As a matter of public policy, I doubt the wisdom of a rule that readily places the right to appeal on an auction block. More troublesome still is a rule permitting a defendant to purchase its opponent’s appellate rights, thereby extinguishing a plaintiffs claim. “[A defendant] obviously has no intention to litigate a claim against itself.” Snow, Nuffer, Engstrom & Drake v. Tanasse, 980 P.2d 208, 211 (Utah 1999). Today’s decision thus incentivizes Utah defendants to attempt an end run around merits determinations by purchasing a plaintiffs right to appeal. This incentive is at its zenith when it is most offensive— in those cases in which a defendant believes it would likely lose the merits appeal.

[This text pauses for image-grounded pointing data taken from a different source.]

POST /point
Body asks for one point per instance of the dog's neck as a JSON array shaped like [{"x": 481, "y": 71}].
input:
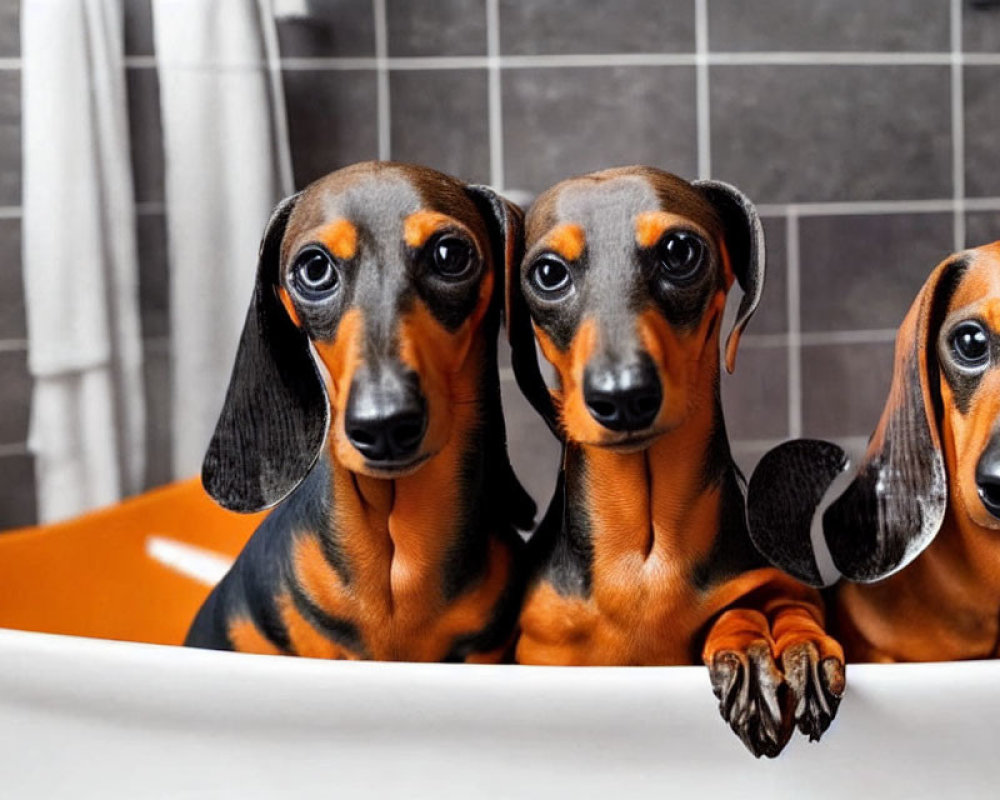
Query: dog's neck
[
  {"x": 403, "y": 534},
  {"x": 663, "y": 502}
]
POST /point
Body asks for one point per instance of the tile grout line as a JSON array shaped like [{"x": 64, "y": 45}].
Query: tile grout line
[
  {"x": 15, "y": 449},
  {"x": 793, "y": 300},
  {"x": 749, "y": 59},
  {"x": 838, "y": 208},
  {"x": 819, "y": 209},
  {"x": 760, "y": 341},
  {"x": 382, "y": 80},
  {"x": 957, "y": 125},
  {"x": 495, "y": 96},
  {"x": 703, "y": 109}
]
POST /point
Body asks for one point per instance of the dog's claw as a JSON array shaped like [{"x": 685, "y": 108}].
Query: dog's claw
[
  {"x": 748, "y": 686},
  {"x": 815, "y": 687}
]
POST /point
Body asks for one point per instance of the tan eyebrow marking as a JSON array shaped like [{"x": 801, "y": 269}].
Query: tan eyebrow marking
[
  {"x": 568, "y": 240},
  {"x": 340, "y": 238},
  {"x": 418, "y": 226},
  {"x": 650, "y": 225}
]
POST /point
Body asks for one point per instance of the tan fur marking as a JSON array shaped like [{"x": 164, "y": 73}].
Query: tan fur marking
[
  {"x": 419, "y": 226},
  {"x": 567, "y": 240},
  {"x": 340, "y": 238}
]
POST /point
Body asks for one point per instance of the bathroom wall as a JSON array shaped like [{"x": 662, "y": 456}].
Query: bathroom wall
[{"x": 865, "y": 132}]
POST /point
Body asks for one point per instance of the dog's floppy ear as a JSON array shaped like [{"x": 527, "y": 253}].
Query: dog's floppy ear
[
  {"x": 895, "y": 506},
  {"x": 787, "y": 488},
  {"x": 504, "y": 225},
  {"x": 276, "y": 414},
  {"x": 519, "y": 333},
  {"x": 745, "y": 244}
]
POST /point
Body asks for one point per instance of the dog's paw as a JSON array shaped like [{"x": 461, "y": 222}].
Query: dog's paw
[
  {"x": 815, "y": 687},
  {"x": 749, "y": 687}
]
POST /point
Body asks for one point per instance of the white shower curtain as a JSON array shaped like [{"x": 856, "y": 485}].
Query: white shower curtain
[
  {"x": 80, "y": 273},
  {"x": 227, "y": 164}
]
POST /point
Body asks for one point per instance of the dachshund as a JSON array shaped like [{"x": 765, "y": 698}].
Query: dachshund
[
  {"x": 914, "y": 528},
  {"x": 643, "y": 557},
  {"x": 364, "y": 405}
]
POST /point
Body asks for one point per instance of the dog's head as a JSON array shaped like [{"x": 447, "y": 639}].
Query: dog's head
[
  {"x": 624, "y": 284},
  {"x": 375, "y": 286},
  {"x": 937, "y": 442}
]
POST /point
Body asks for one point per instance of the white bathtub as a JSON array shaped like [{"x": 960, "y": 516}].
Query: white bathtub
[{"x": 93, "y": 718}]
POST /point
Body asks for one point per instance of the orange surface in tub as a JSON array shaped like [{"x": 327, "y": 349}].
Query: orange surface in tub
[{"x": 93, "y": 575}]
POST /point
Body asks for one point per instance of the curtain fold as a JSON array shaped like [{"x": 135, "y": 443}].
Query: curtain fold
[
  {"x": 80, "y": 266},
  {"x": 227, "y": 164}
]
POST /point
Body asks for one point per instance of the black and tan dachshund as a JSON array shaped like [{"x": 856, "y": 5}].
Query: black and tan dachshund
[
  {"x": 365, "y": 404},
  {"x": 645, "y": 551},
  {"x": 915, "y": 527}
]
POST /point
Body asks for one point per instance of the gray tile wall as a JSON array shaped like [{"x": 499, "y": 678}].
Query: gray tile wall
[{"x": 865, "y": 131}]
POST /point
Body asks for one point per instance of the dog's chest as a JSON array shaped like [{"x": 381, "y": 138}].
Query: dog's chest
[
  {"x": 394, "y": 601},
  {"x": 642, "y": 612}
]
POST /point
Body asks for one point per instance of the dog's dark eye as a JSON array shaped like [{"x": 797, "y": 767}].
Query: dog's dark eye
[
  {"x": 314, "y": 274},
  {"x": 680, "y": 255},
  {"x": 550, "y": 275},
  {"x": 453, "y": 258},
  {"x": 971, "y": 345}
]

As the Utah Supreme Court has noted, the actual value of a claim purchased by an opponent at auction will never be fairly determined. Id. at 211-12. SunAmerica, of course, hoped to purchase RMA’s claim at the lowest possible cost. Being the highest and only bidder, SunAmerica paid $10,000 to extinguish a claim against itself that RMA valued at over $950,000. (Perhaps not coincidentally, the defendant in Tanasse also paid $10,000 to purchase the claim against itself. Id. at 209). Because of our dismissal, we will not know whether SunAmerica paid fair value.
Despite these problems, it appears that Utah law generally authorizes judgment creditors to purchase a chose in action through execution on another judgment. See Applied Med. Techs. v. Eames, 44 P.3d 699, 701-02 (Utah 2002); Tanasse, 980 P.2d at 211. In the absence of a special relationship between the plaintiff and defendant, e.g., attorney/client, a chose in action is an alienable form of property under Utah law. Tanasse, 980 P.2d at 211. But in the typical situation — to the extent any such transaction may be termed “typical” — a judgment creditor executes upon a final judgment in one case to purchase a chose in action in a separate and distinct case. By contrast, SunAmerica purchased the right to appeal in the same case that produced the judgment upon which it executed. Thus this appeal’s circularity: We cannot reach the merits of this appeal if we grant the motion to dismiss, but we cannot know whether the motion to dismiss is well-taken unless we reach the merits.
My concerns are eased in this case only because dismissal of this appeal was entirely foreseeable and easily avoided. RMA had abundant notice that SunAmerica intended to purchase RMA’s right to appeal. Yet RMA failed to seize any of its numerous opportunities to forestall this outcome: It did not appeal the attorneys’ fee judgment; it did not ask us to stay the judgment; it did not pay the judgment; it did not post a supersedeas bond; and it did not appeal the denial of its motion to stay or quash execution. Any one of these procedures would have prevented SunAmerica from purchasing the chose in action and moving to dismiss the appeal. Having failed to take any of these steps, RMA has waived its challenge to the execution sale, and I accordingly join the opinion of my majority colleagues.